最初は抵抗ありました。でも、ラストアイドルに入ってデビューしてからは、みんな一斉にスタートして、誰が仕事が多くて誰が暇とか、目に見えてわかるんです。私は「絶対この中で一番忙しい人間になってやる!」と思っていたので、どんなお仕事でも嬉しいです。
――ツイッターやインスタなどSNSではフォロワーがどれも10万人を越えて、83万人にフォローされているTikTokでは国内1位になったこともありました。
LINEライブとかよくやっていて、フォロワー数が増えれば仕事も増えるし、良いことしかなくて「これだ!」と、自分の中でSNSに火がつきました。それも人生経験があったからで、みんなも同じ年だったらできると思うし、私はズル賢いだけです(笑)。
――YouTubeのゲーム実況も好評です。
ゲームはまだ忙しくなかった頃、朝から遮光カーテンを閉めた真っ暗な部屋で、夜も寝ないでずっとやっていたのが活きてます(笑)。
口に出した夢は全部叶ってます
――ラストアイドルの7thシングル「青春トレイン」では、グループ史上最高難度のダンスに挑戦。バブリーダンスのakane先生の振付に、番組内で歩乃果さんは最初、「3回全力で踊ってバテた」と話してました。

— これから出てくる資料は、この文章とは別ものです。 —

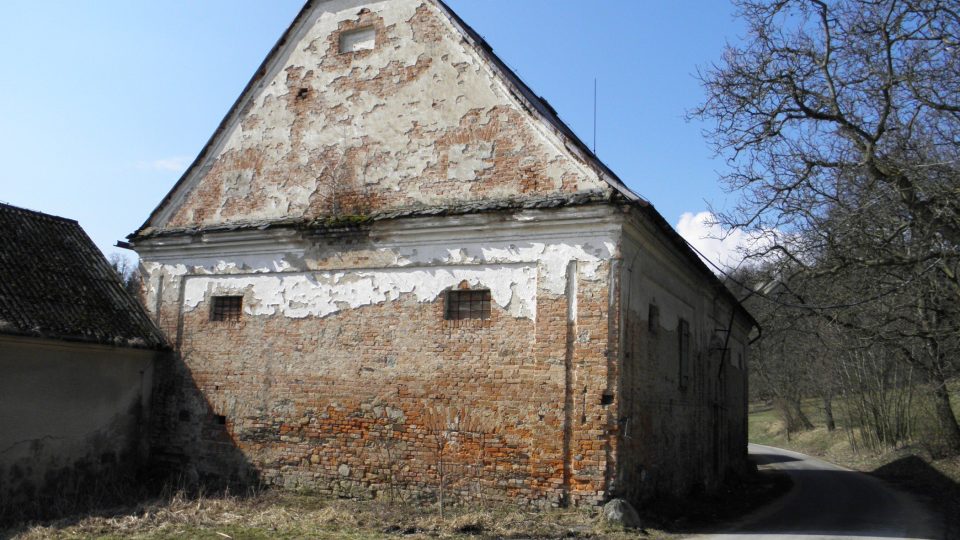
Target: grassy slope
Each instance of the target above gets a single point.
(935, 480)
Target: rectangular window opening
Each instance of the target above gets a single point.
(683, 349)
(467, 304)
(361, 39)
(226, 308)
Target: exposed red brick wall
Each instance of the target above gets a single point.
(347, 404)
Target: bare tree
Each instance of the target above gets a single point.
(841, 122)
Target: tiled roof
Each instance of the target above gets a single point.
(55, 283)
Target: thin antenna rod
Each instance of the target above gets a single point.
(594, 115)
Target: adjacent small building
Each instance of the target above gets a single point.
(393, 259)
(77, 353)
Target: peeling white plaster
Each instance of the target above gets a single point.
(321, 294)
(455, 85)
(299, 277)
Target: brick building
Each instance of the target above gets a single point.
(392, 251)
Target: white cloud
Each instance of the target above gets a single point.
(723, 248)
(176, 164)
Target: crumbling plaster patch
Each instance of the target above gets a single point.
(421, 120)
(322, 294)
(290, 285)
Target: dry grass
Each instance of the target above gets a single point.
(912, 468)
(284, 515)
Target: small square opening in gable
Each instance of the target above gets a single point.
(361, 39)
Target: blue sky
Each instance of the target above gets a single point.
(106, 102)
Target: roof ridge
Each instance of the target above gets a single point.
(34, 213)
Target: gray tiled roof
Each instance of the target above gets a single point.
(55, 283)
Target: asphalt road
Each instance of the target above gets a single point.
(829, 501)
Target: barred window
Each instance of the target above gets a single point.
(683, 350)
(226, 308)
(653, 319)
(467, 304)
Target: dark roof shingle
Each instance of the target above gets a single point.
(55, 283)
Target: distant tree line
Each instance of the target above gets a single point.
(841, 123)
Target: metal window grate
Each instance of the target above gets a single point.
(226, 308)
(463, 305)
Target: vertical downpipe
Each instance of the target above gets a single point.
(568, 404)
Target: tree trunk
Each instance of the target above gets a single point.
(802, 421)
(949, 429)
(828, 413)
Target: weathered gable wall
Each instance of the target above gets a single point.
(683, 427)
(334, 376)
(420, 120)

でも負けない、みたいな(笑)。踊り終わって「ハーッ。バタン」とかやりたくないんです。床に這いつくばる子も多かったけど、私はそういうの、みっともないと思っちゃう。負けてるというか、弱いというか。私も疲れますけど、「疲れた~」というのを見せたくなくて立ってる。そういうストイックさはあります。
――“死ぬまで夢を見てなきゃ”とか“死んでも絶対大人にならない”といった詞に響くところはありますか?
そう言われると、私はもう大人なので共感しにくいところはありますけど(笑)、夢は語るタイプです。
――今はどんな夢があるんですか?
ずっとバンドをやるのが夢で、いろいろなところで言ってましたけど、最近は言わなくなりました。現実的でなさすぎるし、裏方からアイドルになって急に「バンドをやりたい」なんて、バンドマンの方にしたら「なめんなよ」って話じゃないですか。自分で曲を書ける自信もまだないし、今の夢は明確ではないですね。ただ、高校のときに現実的でなかった芸能を今やっているので、いつかはバンドもやるんだと思います。
――夢を叶えるために、大事だと思うことは何ですか?
口に出すこと。好きなアーティストさんが「口に出せない夢は叶わない」と話していたのに感化されたんですけど、今まで口に出して叶わなかったことはないんです。だから、それは一番大事だと思います。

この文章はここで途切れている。